Existem duas variações do derrame: AVC hemorrágico e AVC Isquêmico

Alerta AVC: Sinais de que você pode ter um derrame a qualquer momento

O Acidente Vascular Cerebral (AVC) é a segunda principal causa de morte e a terceira de incapacidade no mundo. A informação é do relatório da Organização Mundial da Saúde (OMS). Existem duas variações do derrame, que são conhecidos por AVC hemorrágico e AVC Isquêmico. Aliás, como identificar os sintomas desses dois tipos de AVC, que podem ser confundidos facilmente com outras condições?

Doença perigosa

Em 2015, 6,2 milhões de pessoas morreram vítimas de um AVC, segundo a OMS. O derrame, que perde apenas para a doença cardíaca isquêmica, está em segundo lugar de levantamento da organização sobre as 10 principais causas de morte no mundo.

Mas o que é o AVC?

De acordo com a OMS, o AVC é a morte súbita de algumas células cerebrais devido à falta de oxigênio quando o fluxo sanguíneo para o cérebro é perdido por bloqueio ou ruptura de uma artéria no cérebro.

Rapidez

Quando se trata de detectar acidentes vasculares cerebrais e obter ajuda, quanto mais rápido, melhor.
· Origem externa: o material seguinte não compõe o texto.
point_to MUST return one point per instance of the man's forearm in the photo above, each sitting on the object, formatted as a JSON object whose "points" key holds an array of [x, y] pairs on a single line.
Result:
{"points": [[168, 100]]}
Isso ocorre porque o tratamento imediato pode fazer a diferença entre a vida e a morte – ou a diferença entre uma recuperação completa e uma deficiência a longo prazo.

Diagnóstico

Para identificar os sintomas de um AVC, a American Stroke Association (ASA) aconselha que seja feito o F.A.S.T., do inglês: face (rosto), arms (braços), speech (fala) e time (tempo). A maioria dos casos de AVC pode ser identificado apenas com esse teste.

Rosto

É a primeira etapa do F.A.S.T. Um lado do rosto está caído? Peça à pessoa para sorrir. O sorriso da pessoa está desigual, desarmonioso?

Braços

A pessoa sente fraqueza nos braços? Peça à pessoa para levantar os dois braços. Um deles está mais baixo que o outro ou não consegue levantar? Fique em alerta.

Tempo

De acordo com o ASA, se alguém apresentar algum desses sintomas, mesmo que desapareçam, ligue para a emergência e informe que pode ser um AVC. A ajuda será enviada imediatamente.

Desorientação

A pessoa sente uma confusão súbita, dificuldade em falar ou entender o discurso?

Dormência no corpo?

Outros sintomas que podem aparecer é o adormecimento repentino ou fraqueza no rosto, braço ou perna. Especialmente em um lado do corpo.

Tipos de AVC

Há duas variações do derrame: o AVC Isquêmico e o AVC hemorrágico.

AVC Isquêmico

Esse é tipo de AVC mais comum na população, atingindo cerca de 80% dos pacientes. Essa variação do derrame se dá pela falta do fluxo sanguíneo para o cérebro.

Subtipo do AVC Isquêmico

Dentro dessa variação de derrame, há ainda o Ataque Isquêmico Transitório (AIT), que se caracteriza por entupimento passageiro em um dos vasos sanguíneos.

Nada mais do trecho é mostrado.